You've been approved for a mortgage today, there's a 30-day interest rate lock period until you close the loan, and now it's time to get serious. 

Closing a loan involves the processing of paperwork and the payment of fees to complete the mortgage transaction between you and your lender, and to transfer ownership of the property from the seller over to you.

The Weeks Leading up to the Closing Date

It is important to know where everybody affiliated with the deal stands, which makes communication vital to close on a house. The players most likely to be involved are the lender (mortgagee), the closing agent, the title company, the escrow agent, the attorney(s), the seller, the real estate agent, and you (the buyer and mortgagor). The list could include couriers, surveyors, recorders, inspectors, and appraisers but they're not absolutely vital if you've gotten this far.

To avoid a communication breakdown between all that are involved, speak to your real estate agent, they will keep you in the loop of any new developments regarding the deal since they are the middlemen connecting you to everybody else.

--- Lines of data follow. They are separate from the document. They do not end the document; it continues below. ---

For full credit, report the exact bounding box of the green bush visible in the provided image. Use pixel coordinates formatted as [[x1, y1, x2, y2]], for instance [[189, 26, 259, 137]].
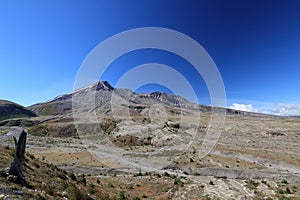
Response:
[[28, 125, 49, 136]]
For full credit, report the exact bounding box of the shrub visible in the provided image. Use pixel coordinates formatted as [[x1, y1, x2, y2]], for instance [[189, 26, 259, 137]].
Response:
[[119, 191, 127, 200], [77, 174, 86, 185], [68, 173, 77, 181], [67, 185, 90, 200], [247, 179, 259, 189], [28, 125, 49, 136], [174, 178, 184, 187]]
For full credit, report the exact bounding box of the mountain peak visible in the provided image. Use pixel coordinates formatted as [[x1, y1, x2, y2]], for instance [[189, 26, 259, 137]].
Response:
[[91, 81, 114, 91]]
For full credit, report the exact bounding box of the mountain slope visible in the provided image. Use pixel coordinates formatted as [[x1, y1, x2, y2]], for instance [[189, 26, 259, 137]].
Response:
[[0, 100, 36, 120], [28, 81, 272, 116]]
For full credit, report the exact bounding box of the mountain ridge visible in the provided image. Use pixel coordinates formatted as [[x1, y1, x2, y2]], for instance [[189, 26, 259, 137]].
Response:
[[27, 81, 278, 116]]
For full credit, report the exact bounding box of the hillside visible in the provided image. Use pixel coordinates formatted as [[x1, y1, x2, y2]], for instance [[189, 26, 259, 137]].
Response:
[[0, 100, 36, 120]]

The Days Leading up to the Closing Date

Compile all the paperwork you've received from your seller and lender and all the documents that you're required to produce before closing. Apart from your attorney, what you need to bring on the day of includes the following:

  • Cashier's or certified check.
    Personal checks or hard cash won't be accepted at the closing table. For information on the costs involved with closing a loan, click here.
  • Closing Disclosure statement.
    This form will be given to you a few says before closing. At five pages long, the form explains your estimated monthly costs, the loan term, and the fees that cover the processing of your loan application.
  • Identification.
    Any photo ID is enough to prove your identity.
  • The sales contract.
    Not essential to closing but necessary if you need to confirm anything regarding the property in question, the sales contract discloses all the information you need.
  • Proof of insurance.
    Some lenders require the borrower to put forth an insurance policy on the property.

The Day of Closing

You're two to three hours into sealing the deal, and you're about to sign all the documents regarding ownership of the property and mortgage. There can be up to 24 documents that need your signature, the most important of which are listed in the table below.

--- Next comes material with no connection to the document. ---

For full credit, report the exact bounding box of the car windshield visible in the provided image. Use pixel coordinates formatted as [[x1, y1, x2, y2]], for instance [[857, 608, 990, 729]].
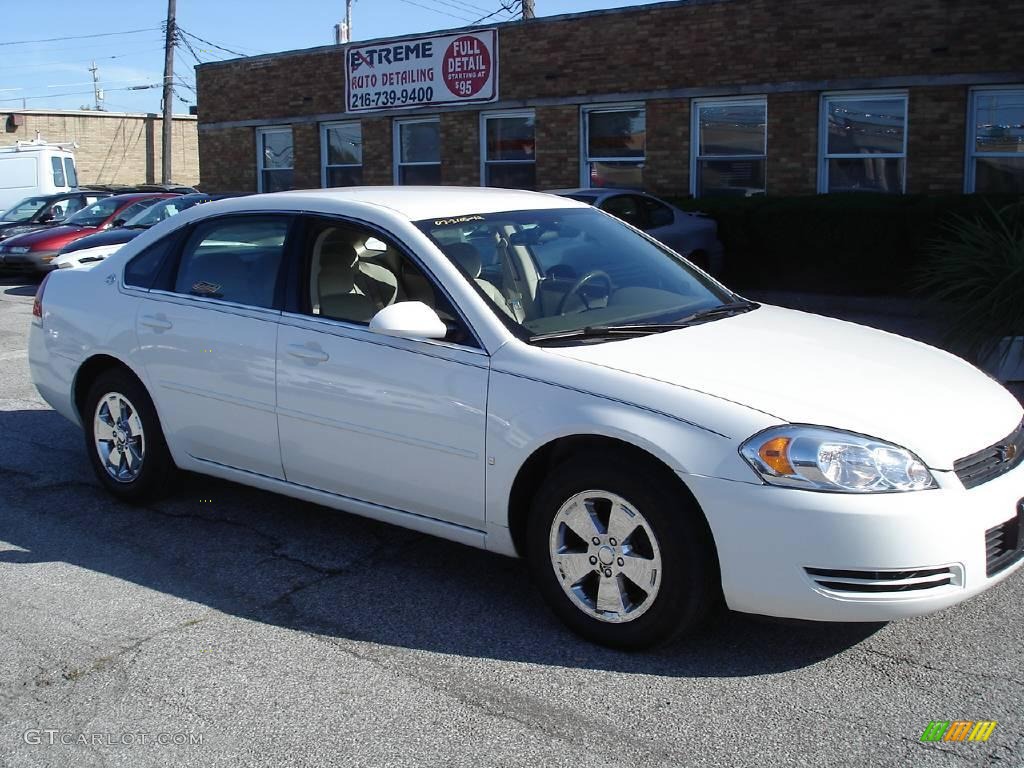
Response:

The Two Sets of Documents that Require Your Signature
The Property Related Closing Documents The Mortgage Related Closing Documents
 1. HUD-1 Settlement form  1. Promissory note
 2. Certificate of Occupancy  2. Mortgage or deed of trust
 3. Abstract of Title
 4. Declaration of Reports  3. Truth in Lending statement (also known as Regulation Z)
 5. Proration papers
 6. Warranty deed or title  4. Monthly payment letter

 

You've done it! Now that you've signed all the documents pertaining to your ownership and loan obligations, the keys to the home are yours.